Most groups worked independently of each other, with only local collaborations and communication between different production groups. Creating a regional or national organizational structure to support community-based production could help coordinate and prioritize the distribution of raw material, such as filament, so individual groups are not forced to compete for supplies. Larger organizations could also stockpile materials for future emergencies, as recommended by Kunovjanek et al. [19], but this must be done cautiously as some respondents reported quality problems when using old filament that had been donated. Regional or national organizations could also help with communication between disparate groups to help prevent duplicative efforts (e.g., in our survey of news articles, we observed that some university groups initially worked independently of others at their university). Central communication hubs also appeared to be beneficial for debugging printing problems. Several respondents reported benefiting from setting up communication channels like Slack, especially for distributed spoke-hub efforts. A case study of Germany's community-driven response to PPE shortages during COVID-19 indicates that they had robust central communication [52], so specifics of their implementation could be explored and duplicated.

Conclusion

The COVID-19 pandemic led to shortages of PPE throughout the world and in the United States, prompting community-driven production of PPE using AM. We analyzed 145 publicly available news stories and surveyed individuals who participated in 74 different production efforts to understand how makerspaces and universities mobilized to respond to the PPE shortage. Survey results provided estimates of lead times and production rates that will help to set expectations for future community-driven manufacturing efforts that utilize AM. Community-driven efforts were able to ramp up production quickly and iterate on their designs based on feedback from the specific needs of end-users in their local community. We identified that the median production rate of community-driven AM efforts was 77.5 units per day, a production rate that is much lower than potential production rates of traditional manufacturing processes. This does not mean that community-driven AM production was unsuccessful but does highlight the benefits of collaborating with local industry partners to scale up production using non-AM methods in parallel to beginning AM efforts to maximize production. Based on survey responses, we observed that the spoke-hub production model had higher production rates and was characterized as more successful by those involved than efforts that had more centralized production.
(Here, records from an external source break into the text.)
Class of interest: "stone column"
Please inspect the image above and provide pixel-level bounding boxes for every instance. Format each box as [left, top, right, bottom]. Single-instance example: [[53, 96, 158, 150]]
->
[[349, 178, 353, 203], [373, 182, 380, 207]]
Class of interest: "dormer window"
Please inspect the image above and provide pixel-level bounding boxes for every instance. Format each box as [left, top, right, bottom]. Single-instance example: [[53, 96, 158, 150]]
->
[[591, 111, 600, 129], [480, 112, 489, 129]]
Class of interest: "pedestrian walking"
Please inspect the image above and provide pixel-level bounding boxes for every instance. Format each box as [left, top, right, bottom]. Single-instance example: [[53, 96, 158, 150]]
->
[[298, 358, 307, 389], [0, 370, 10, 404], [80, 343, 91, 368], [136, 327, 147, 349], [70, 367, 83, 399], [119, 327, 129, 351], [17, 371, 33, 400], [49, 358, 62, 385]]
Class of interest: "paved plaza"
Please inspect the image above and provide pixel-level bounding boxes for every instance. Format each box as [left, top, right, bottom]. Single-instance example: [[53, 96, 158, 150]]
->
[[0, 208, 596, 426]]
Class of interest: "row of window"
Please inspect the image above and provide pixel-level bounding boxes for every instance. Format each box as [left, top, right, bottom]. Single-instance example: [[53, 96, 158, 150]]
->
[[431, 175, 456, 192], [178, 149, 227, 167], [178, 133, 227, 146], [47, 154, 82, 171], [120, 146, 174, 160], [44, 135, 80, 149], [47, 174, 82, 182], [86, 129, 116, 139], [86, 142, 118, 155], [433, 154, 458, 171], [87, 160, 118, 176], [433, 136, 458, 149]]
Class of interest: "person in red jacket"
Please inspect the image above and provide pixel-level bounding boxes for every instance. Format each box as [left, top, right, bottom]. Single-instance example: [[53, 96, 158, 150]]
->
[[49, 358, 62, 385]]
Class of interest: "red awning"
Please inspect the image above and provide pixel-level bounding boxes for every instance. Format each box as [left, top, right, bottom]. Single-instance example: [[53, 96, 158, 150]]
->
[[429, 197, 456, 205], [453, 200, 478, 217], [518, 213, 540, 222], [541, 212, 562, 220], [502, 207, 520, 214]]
However, the selection of appropriate process parameters and variations in print quality achieved by different printers and makers were common barriers with this production model. Since many groups took advantage of shared CAD files available on public websites, design documentation that includes guidance on how to improve printing efficiency and verify part quality/functionality could help eliminate these common barriers. While we focused on areas where improvements could be made, it is encouraging that nearly all surveyed individuals characterized their group's effort as successful, which is promising for future community-driven use of AM in response to emergencies.

Declaration of Competing Interest

The authors report no declarations of interest.